If they can get the Obamacare exchange website to work, young people may learn some bad news upon signing up.
A report from the conservative American Action Forum found that health insurance rates for 2.7 million people aged 18 to 35 — the so-called young invincibles crucial to the health-care law’s success — would rise dramatically.
The main purpose of the individual mandate was to have these younger, relatively healthy consumers subsidize the costs of older, sicker and more expensive insurance enrollees.
“Due to the ACA’s sweeping market reforms, rates for low-premium plans have increased exponentially between 2013 and 2014. In fact, on average, a healthy 30 year old male nonsmoker will see his lowest cost insurance option increase 260 percent,” reads AAF’s report.

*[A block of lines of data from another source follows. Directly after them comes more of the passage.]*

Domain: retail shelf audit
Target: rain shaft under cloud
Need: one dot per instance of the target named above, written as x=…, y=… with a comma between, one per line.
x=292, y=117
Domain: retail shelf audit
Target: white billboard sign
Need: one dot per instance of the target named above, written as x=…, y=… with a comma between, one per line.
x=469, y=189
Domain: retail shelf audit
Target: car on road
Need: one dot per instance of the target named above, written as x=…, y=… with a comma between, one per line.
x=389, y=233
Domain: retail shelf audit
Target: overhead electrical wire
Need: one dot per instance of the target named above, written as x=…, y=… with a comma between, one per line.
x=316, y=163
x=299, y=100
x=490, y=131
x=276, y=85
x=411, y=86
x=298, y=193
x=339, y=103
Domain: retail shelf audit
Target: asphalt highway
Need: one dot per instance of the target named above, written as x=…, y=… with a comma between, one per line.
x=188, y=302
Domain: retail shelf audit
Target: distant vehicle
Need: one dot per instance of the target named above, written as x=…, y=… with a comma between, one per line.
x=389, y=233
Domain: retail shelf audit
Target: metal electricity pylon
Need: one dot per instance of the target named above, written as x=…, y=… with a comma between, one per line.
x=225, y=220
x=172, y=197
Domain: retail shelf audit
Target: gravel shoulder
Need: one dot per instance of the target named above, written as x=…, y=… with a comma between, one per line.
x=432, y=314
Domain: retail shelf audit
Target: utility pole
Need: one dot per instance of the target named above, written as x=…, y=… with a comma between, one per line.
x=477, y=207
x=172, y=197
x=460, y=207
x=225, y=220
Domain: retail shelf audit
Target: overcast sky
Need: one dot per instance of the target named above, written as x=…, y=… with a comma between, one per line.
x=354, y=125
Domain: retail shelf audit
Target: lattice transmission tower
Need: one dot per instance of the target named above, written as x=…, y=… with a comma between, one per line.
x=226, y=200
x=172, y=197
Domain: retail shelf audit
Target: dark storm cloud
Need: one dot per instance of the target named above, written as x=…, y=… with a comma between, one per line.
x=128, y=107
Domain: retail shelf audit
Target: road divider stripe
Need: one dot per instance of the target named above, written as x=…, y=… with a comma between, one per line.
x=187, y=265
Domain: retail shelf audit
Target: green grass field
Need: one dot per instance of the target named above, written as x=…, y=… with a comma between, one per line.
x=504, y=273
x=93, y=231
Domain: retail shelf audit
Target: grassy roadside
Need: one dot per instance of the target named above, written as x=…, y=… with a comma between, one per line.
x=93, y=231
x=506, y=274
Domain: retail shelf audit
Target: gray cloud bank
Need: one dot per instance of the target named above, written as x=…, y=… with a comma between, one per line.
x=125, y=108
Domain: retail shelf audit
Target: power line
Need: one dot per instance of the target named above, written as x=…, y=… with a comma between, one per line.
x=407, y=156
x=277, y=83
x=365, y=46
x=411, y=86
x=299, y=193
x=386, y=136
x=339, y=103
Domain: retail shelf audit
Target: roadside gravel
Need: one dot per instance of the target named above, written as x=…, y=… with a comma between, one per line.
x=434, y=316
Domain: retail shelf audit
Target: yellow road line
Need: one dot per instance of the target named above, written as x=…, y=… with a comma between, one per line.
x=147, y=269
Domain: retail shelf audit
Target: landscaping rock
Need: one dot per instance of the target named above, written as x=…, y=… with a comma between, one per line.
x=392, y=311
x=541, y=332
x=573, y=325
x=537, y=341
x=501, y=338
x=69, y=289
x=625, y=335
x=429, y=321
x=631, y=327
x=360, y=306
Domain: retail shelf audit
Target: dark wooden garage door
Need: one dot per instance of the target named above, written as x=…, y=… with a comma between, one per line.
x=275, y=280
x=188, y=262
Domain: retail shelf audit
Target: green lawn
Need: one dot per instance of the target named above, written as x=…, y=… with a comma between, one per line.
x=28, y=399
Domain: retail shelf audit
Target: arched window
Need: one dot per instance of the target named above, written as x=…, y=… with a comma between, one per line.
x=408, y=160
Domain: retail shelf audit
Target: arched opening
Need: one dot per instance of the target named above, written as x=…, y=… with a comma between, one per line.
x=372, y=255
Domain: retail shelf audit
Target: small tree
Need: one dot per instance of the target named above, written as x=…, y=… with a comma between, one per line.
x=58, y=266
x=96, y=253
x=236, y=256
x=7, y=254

A healthy 30-year-old would see his health insurance costs rise in all 50 states and the District of Columbia.
Pre-Obamacare premiums average about $62 per month, according to AAF, while post-Obamacare premiums average about $187 per month — a 202 percent difference. The average change between 2013 and 2014 low-cost premiums is 260 percent.
Premium increases vary by state. The biggest increase is in Vermont, where young people will face a $332, or 600 percent, increase in insurance costs. Young people in Massachusetts, on the other hand, will only see premiums go up by nearly $20, or 9 percent.
AAF notes that Massachusetts is an outlier because it has been under an Obamacare-like system since 2006 and has already experienced premium spikes to pay the highest premiums before the new federal health law.
Youngsters in other states won’t get hit as hard as Vermonters, but still will see huge premium increases. South Carolinians will see premiums spike by 227 percent and Californians will pay 247 percent more for low-cost health plans.
“Vermont, Georgia, Nebraska, Arkansas, and Wisconsin. Vermont, Wyoming, Mississippi, Alaska, and Indiana all experience the highest actual dollar amount changes between 2013 and 2014,” AAF reports.
These cost increases raise questions about whether even the individual mandate will be able to keep younger workers in the health insurance market.
“Although an inexact science, the numbers clearly illustrate a problem for the Affordable Care Act, the individual mandate, and the exchange system,” AAF concludes. “Premiums for those required to subsidize the system have risen too much and the mechanisms meant to defray those costs and encourage people to participate in the system are too weak. As such, a significant portion of the uninsured ‘young invincible’ population will purposefully choose to remain without coverage. Should this be the case, the American insurance market will experience widespread premium spiral.”